My mom got ordained this year.
She finished seminary, worked as a hospice chaplain, and on Valentine’s Day, she was ordained to preach the gospel in the Church of the Brethren.
One of the hymns she chose for the service was this one: Jesus Calls Us O’er the Tumult.
The hymn is a summons, an invitation to listen for Jesus’ call to make a life of faithful discipleship our ultimate concern, more important than wealth, busyness, employment, home, family. It mentions the apostle Andrew, who was called to follow Jesus from the beach, where he’d been a fisherman. He left his boat, his net, his livelihood, his family, his home…and followed.
I hate the immediacy of the gospels. I hate that Andrew meets Jesus one day and immediately drops his entire life to follow him. Today’s lectionary text was about Joseph hearing from an angel in a dream, waking up and totally abandoning his entire hard-won, agonizingly discerned life plan. I hate the way plot gets hurried along in scripture, carved down into bite-sized storylines.
Surely – surely! – Andrew and Joseph and Mary and all those other biblical characters who heard a call from God did some soul-searching before they said YES, right? It’s a lot to give up, to choose to follow Jesus wherever he asks, even away from the things we love most deeply.
I know part of that is my particular personality – I am slow to decide and have a bone-deep need to carefully consider all the facts and potential outcomes before committing.

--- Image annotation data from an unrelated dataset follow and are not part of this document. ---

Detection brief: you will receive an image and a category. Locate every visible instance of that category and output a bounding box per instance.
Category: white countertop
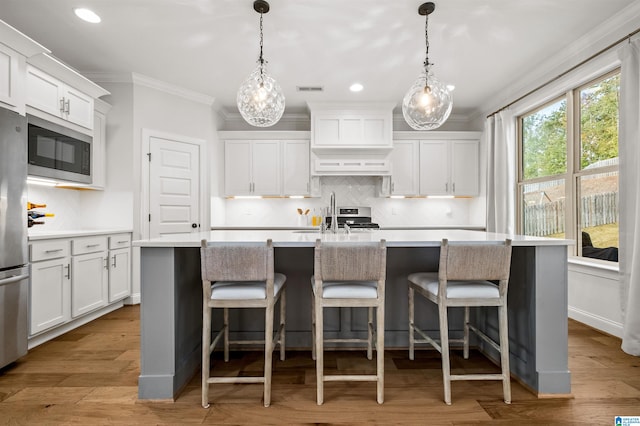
[133,229,573,247]
[29,228,133,241]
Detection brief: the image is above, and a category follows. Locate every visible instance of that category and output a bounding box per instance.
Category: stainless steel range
[325,206,380,229]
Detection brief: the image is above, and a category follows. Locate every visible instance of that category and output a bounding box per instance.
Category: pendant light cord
[424,13,431,74]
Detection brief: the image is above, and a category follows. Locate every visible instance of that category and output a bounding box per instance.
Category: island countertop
[133,229,573,247]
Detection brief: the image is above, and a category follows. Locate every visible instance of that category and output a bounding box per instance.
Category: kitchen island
[134,230,572,399]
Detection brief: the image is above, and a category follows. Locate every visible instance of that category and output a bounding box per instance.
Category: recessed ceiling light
[73,7,102,24]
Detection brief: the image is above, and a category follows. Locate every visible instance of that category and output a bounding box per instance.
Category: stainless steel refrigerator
[0,108,29,368]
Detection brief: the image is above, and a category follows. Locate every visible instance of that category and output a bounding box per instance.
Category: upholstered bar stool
[311,240,387,405]
[200,240,286,408]
[409,239,511,404]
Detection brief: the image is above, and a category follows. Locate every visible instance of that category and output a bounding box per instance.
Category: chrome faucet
[329,191,338,234]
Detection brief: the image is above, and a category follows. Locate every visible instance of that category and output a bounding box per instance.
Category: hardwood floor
[0,306,640,425]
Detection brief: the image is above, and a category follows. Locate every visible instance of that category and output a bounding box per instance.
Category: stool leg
[264,302,274,407]
[498,303,511,404]
[409,284,416,361]
[462,306,469,359]
[438,302,451,405]
[376,301,384,404]
[311,291,316,361]
[280,289,287,361]
[367,306,377,360]
[223,308,229,362]
[315,296,324,405]
[202,301,211,408]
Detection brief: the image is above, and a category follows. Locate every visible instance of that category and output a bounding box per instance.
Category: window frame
[514,68,621,264]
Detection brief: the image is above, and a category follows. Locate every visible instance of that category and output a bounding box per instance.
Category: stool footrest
[323,374,378,382]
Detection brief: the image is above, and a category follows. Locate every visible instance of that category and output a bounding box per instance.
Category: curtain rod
[487,28,640,118]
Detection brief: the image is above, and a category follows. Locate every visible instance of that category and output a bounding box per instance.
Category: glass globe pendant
[402,2,453,130]
[236,0,285,127]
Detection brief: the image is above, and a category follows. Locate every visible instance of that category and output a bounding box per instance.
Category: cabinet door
[71,252,108,318]
[27,66,64,117]
[109,249,131,303]
[282,141,310,195]
[251,141,281,195]
[420,141,450,195]
[0,43,24,111]
[62,87,94,129]
[224,141,252,195]
[451,141,480,196]
[390,141,420,195]
[29,257,71,335]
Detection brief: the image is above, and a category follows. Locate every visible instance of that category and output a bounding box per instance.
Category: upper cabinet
[26,54,109,135]
[309,103,394,151]
[219,131,312,196]
[381,132,480,197]
[0,21,49,115]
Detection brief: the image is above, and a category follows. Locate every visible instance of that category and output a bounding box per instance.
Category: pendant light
[402,2,453,130]
[236,0,284,127]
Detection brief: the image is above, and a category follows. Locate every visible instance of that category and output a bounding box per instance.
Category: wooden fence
[524,192,618,237]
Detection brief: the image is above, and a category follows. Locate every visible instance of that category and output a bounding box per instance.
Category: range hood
[308,103,395,176]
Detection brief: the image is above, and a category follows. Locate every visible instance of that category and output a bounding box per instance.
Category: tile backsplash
[218,176,485,227]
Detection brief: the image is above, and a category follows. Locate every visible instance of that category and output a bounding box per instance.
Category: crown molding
[84,72,215,106]
[469,0,640,121]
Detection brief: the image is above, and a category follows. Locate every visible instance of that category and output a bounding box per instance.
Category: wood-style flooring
[0,306,640,425]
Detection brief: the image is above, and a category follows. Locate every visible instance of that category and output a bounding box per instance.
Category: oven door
[28,116,91,183]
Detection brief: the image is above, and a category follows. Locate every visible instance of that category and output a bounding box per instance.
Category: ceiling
[0,0,637,120]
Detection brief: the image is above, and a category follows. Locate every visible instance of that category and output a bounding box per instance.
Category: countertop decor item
[402,2,453,130]
[236,0,285,127]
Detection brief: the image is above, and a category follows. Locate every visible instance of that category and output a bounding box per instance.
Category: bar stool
[200,240,286,408]
[311,239,387,405]
[408,239,511,404]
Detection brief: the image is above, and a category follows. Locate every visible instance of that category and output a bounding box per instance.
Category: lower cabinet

But I think this weight of the reality of a life of discipleship is exactly why my tradition doesn’t baptize babies. We expect people to count the cost of a life lived in pursuit of Jesus. We expect people to be made aware of the heavy decisions that following Christ may require of them. We expect people to commit of their own free will and volition.
A bunch of our ancestors got oppressed, imprisoned and killed for their faith commitments, so the insistence on deliberate decision making is not a pro pro of nothing.
Still, what convinces me over and over that choosing faith and discipleship is worthwhile is the promise of greater life, greater joy, a fullness more than, as Paul says, we can ask or imagine. If I love these this much and they love me, what greater love could be still possible, yet?